### Note
* Instructions have been included for each segment. You do not have to follow them exactly, but they are included to help you think through the steps.

In [186]:
# Dependencies and Setup
import pandas as pd

# File to Load (Remember to Change These)
file_to_load = "Resources/purchase_data.csv"
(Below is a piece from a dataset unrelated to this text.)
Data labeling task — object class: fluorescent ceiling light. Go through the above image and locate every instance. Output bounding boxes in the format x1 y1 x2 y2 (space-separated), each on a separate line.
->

# Read Purchasing File and store into Pandas data frame
purchase_data = pd.read_csv(file_to_load)
purchase_data.head()


Unnamed: 0,Purchase ID,SN,Age,Gender,Item ID,Item Name,Price
0,0,Lisim78,20,Male,108,"Extraction, Quickblade Of Trembling Hands",3.53
1,1,Lisovynya38,40,Male,143,Frenzied Scimitar,1.56
2,2,Ithergue48,24,Male,92,Final Critic,4.88
3,3,Chamassasya86,24,Male,100,Blindscythe,3.27
4,4,Iskosia90,23,Male,131,Fury,1.44


## Player Count

* Display the total number of players


In [187]:
#Return number of unique elements in the group
unique_sn = purchase_data.groupby('SN')['Purchase ID'].nunique()
#Count the number of unique usernames using len
total_players = len(unique_sn)
print(f"Total number of players: {total_players}")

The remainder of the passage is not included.